Mike seems to lead the “46 Days” jam with some propulsive low end, yet when Phish are really dialed in like they are here, it feels like all four members are leading the jam as the music plays the band. The quartet makes a buttery smooth segue as Fish starts a cowbell rhythm that the band jumps on to spin into seminal jam vehicle “Tweezer”. A most memorable moment soon occurs as fans in one of the stadium suites use “Tweezer” as their cue to start tossing what will reportedly be some 20,000 glow sticks over the side, generating a stunning glow waterfall that leads to a glow war monsoon as the “Tweezer” jam inspires the glow sticks to fly all over.

It seems like everyone is loving the majestic visuals but controversy abounds in the ensuing week as the “Tweezer” glow war re-ignites a 20-year-old debate about the merits of glow wars vs. the non-recyclable plastic garbage left over at the end of a show. Most Phish fans rightfully endeavor to be eco-conscious and the band has long contributed funds to environmental causes through their Waterwheel Foundation. But the debate is the same as it ever was with the anti-glow stick side on a 20-year losing streak, due to how the amount of plastic refuse from glow wars at Phish shows amounts to less than a drop in the bucket of America’s pollution problems.

A brief “Manteca” tease turns into a tight segue into “Golden Age”, the TV on the Radio song that Phish has made their own.
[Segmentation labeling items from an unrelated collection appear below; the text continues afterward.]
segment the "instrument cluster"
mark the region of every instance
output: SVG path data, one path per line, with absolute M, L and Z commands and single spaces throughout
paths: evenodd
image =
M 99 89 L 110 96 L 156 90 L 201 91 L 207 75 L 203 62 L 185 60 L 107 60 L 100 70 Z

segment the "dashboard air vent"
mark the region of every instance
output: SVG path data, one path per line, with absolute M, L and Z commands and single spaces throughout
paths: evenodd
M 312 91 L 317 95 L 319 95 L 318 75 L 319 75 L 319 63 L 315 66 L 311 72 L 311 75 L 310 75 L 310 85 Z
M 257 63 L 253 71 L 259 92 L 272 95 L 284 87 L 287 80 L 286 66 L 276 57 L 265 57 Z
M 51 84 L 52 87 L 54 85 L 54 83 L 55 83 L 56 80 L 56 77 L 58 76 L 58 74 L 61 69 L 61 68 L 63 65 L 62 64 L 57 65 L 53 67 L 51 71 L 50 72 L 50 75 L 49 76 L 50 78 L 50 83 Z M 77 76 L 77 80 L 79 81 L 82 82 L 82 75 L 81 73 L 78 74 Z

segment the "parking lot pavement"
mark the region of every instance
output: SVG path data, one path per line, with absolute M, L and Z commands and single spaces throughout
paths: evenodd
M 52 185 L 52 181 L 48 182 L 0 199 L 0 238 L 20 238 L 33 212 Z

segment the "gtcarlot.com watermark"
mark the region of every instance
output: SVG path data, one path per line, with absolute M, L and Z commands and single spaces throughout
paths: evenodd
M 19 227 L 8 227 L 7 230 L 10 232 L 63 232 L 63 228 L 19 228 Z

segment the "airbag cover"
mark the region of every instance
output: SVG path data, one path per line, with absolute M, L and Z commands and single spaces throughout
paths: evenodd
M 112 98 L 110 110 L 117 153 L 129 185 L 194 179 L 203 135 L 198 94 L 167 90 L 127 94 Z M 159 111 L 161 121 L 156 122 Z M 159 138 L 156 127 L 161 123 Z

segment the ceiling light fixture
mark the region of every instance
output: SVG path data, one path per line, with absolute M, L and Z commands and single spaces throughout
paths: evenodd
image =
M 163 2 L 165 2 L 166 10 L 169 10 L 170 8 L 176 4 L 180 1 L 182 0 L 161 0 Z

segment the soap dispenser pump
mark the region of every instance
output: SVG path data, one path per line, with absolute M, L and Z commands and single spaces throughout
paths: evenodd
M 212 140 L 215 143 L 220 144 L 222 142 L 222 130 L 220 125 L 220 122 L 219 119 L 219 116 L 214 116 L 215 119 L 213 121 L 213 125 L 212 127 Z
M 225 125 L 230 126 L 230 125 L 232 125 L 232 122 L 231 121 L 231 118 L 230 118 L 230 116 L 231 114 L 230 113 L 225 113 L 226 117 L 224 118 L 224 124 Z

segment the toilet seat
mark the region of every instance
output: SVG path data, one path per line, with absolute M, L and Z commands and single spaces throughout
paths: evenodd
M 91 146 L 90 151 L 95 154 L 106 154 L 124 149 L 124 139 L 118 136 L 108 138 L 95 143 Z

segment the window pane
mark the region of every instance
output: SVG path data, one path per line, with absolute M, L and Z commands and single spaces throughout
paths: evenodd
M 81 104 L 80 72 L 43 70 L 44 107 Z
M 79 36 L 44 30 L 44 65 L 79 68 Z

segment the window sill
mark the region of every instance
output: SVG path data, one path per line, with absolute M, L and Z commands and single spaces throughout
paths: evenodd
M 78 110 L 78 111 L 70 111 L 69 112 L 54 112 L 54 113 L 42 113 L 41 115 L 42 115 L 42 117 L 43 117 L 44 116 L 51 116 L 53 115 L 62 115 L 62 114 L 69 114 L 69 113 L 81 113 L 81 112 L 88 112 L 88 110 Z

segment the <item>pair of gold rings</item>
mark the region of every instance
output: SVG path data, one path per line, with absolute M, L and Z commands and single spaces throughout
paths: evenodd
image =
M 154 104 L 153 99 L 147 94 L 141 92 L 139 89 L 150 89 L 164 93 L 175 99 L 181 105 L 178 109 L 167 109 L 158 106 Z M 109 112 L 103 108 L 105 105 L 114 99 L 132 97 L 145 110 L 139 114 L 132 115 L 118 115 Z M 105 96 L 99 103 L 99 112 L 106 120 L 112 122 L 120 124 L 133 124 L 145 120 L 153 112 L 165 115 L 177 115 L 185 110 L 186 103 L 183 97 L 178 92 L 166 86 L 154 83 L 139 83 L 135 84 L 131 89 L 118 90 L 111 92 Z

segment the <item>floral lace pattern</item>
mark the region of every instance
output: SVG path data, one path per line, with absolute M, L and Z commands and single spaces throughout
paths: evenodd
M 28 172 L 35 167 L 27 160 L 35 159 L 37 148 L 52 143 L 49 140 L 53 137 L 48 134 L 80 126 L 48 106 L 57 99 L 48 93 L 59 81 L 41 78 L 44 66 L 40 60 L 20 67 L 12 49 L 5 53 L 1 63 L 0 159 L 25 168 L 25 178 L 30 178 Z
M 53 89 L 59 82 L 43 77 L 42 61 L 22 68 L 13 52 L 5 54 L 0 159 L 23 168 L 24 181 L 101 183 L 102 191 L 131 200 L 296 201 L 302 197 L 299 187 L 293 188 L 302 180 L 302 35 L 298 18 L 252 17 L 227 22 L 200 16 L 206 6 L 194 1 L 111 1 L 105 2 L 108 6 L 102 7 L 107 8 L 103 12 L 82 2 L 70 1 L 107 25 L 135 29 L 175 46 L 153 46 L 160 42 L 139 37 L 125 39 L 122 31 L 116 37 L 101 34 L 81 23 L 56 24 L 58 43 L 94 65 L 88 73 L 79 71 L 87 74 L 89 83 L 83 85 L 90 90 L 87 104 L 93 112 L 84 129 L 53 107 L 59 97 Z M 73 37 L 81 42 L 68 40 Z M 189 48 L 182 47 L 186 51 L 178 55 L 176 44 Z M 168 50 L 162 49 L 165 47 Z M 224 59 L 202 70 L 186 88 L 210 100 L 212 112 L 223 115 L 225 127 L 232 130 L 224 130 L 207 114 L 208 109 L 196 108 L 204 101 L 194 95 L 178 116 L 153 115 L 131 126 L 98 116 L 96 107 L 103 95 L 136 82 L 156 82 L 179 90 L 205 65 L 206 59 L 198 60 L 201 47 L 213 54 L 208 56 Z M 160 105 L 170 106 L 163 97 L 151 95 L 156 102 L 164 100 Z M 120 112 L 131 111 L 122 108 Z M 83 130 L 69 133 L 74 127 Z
The lyrics once again find Phish playing to manifest a better world as Trey sings of “The age of miracles, the age of sound, there’s a golden age coming round…” The song’s near utopian vision always generates a resurgent sense of hope for humanity to overcome the dark forces that aim to keep society trapped in a greedy rat race, leading to joyous spirits all around. The jam evolves nicely, building on the song’s uplifting melodic vibe with a bouncy syncopation that elevates the blissful jam to an even higher level. The high level jamming is largely absent from the rest of the set, but this inspired 40-minute sequence has been a keeper.

The almost mandatory “Tweezer Reprise” encore wraps the weekend with “the most exciting two minutes in rock” as the band blasts through one more “Tweezer” sequence, with the glow sticks flying across the stadium once again. The parking lot “Shakedown Street” scene has been thriving after each show but especially after the Sunday finale, with friends reveling in a sense of spiritual renewal that’s hard to find anywhere else. This sense of spiritual renewal from music traces a lineage back to the jazz world, with Phish long incorporating such elements into their aesthetic such as their influence from innovative jazz legend Sun Ra.

“Music could be a bridge to potential, to the future; it’s possible to paint pictures of infinity with music. ‘The bridge’ was a metaphor for another reality, a break with the cyclic order of life and death. Music could be used to coordinate minds. It could touch the unknown part of the person, awaken them to the part of them that we’re not able to talk to, the spirit,” wrote author John Szwed of Sun Ra’s musical cosmology in his biography Space is the Place. This sense of philosophic and artistic daring has long informed Phish’s improvisational ethic. The band could easily rest on their instrumental laurels, but pushing the envelope with their newer spiritually-oriented songs reveals Phish as a band that continues to challenge both themselves and their audience to move in a more inspiring direction to better meet and overcome the tumultuous challenges of the current era.